Awesome

Phenaki

Note: This is work in progress

What is Phenaki?

Phenaki is a text-to-video model which is very similar to the normal text-to-image models that are learnt in a quantized & compressed latent space. Phenaki introduces a first-stage which spatially & temporally compresses the input videos (e.g. a video of shape 100 x 3 x 256 x 256 -> 20 x 32 x 32). This is achieved by temporal & spatial transformers. An interesting thing to note is that the temporal transformer is autoregressive, which eventually can be used to generate videos with variable length by a shifting context. After learning the first stage which can encode / compress & decode / uncompress videos well, the video-generation model is learned in the latent space. The paper uses MaskGIT for that.

First Stage Results

We trained a convolutional 3D VQGAN with a spatial compression of f8 and temporal compression of f2. Videos of (10+1)x128x128 are encoded to a latent size of (5+1)x16x16. cViViT proposes to use a separate stem to encode the first frame. In our early experiments we saw that this stem would not receive a lot gradients and thus evolve very slowly, while the rest of the frames looked much better. As a result, we only use a single stem for all frames at once. To still enable image only training in the second stage, we learn an additional frame and prepend it to the start of the sequence, such that when downsampling temporally by 2, the learned and first frame would be encoded into one and the model could learn to ignore the learned embedding and only encode the information from the first frame. We trained the model (43M parameters) for 100k steps, with a batch size of 64 on 8 A100 for 1 day. In the following video the right one is the original and the left one is reconstructed, while in the table top rows represent the original frames and bottom are reconstructed.

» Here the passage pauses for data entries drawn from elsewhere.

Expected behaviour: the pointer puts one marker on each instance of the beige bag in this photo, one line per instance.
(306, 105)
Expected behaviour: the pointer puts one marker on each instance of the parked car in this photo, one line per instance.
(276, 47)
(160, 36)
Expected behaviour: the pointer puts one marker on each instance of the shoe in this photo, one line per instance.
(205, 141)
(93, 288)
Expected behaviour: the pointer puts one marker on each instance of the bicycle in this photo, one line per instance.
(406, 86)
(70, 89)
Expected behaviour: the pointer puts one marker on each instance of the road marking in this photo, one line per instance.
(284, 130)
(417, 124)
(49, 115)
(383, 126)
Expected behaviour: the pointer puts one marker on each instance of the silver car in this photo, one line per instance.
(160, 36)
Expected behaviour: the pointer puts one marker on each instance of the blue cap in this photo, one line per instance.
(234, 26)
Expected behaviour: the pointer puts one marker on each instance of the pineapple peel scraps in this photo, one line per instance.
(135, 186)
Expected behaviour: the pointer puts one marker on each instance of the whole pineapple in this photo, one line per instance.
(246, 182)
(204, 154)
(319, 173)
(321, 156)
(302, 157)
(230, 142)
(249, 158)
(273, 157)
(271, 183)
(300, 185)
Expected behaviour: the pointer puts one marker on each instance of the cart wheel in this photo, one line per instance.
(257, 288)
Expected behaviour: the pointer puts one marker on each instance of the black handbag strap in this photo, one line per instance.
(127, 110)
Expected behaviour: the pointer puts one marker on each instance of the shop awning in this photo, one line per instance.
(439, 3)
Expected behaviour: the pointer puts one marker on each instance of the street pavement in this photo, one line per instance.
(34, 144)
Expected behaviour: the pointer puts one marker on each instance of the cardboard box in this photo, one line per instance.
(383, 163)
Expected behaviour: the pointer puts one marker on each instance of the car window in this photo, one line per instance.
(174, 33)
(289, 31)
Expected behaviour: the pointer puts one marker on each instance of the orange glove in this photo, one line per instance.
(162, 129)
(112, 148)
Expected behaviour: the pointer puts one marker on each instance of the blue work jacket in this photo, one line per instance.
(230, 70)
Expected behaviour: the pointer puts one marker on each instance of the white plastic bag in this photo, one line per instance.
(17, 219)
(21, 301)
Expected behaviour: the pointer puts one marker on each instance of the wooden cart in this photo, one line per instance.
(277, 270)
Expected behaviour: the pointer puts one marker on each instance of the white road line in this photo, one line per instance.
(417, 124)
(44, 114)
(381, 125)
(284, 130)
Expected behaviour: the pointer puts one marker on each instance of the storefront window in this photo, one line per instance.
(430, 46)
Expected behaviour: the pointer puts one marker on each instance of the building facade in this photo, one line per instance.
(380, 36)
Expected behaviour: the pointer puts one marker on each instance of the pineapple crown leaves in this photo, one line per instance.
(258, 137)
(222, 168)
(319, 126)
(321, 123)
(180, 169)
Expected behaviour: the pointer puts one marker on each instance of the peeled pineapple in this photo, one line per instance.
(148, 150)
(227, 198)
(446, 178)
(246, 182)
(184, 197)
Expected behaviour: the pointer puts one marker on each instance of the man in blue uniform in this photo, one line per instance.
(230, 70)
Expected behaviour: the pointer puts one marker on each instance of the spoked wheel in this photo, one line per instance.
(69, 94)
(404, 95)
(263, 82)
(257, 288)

https://user-images.githubusercontent.com/61938694/197097822-fa5127d4-281d-4c78-8a79-c9b980959c72.mp4

<hr>

Current Progress:

TODO

Activate KMeans in VQGAN training
Move dataset to s3

Open Questions:

does the first-stage use a pretrained ViT as proposed in ViViT?
how to do positional encoding? current approach
best way to construct dataloader for videos?
The dataset 'Moments in Time' does not have captions, and only contains labels. How are captions generated? "A video of {label}"?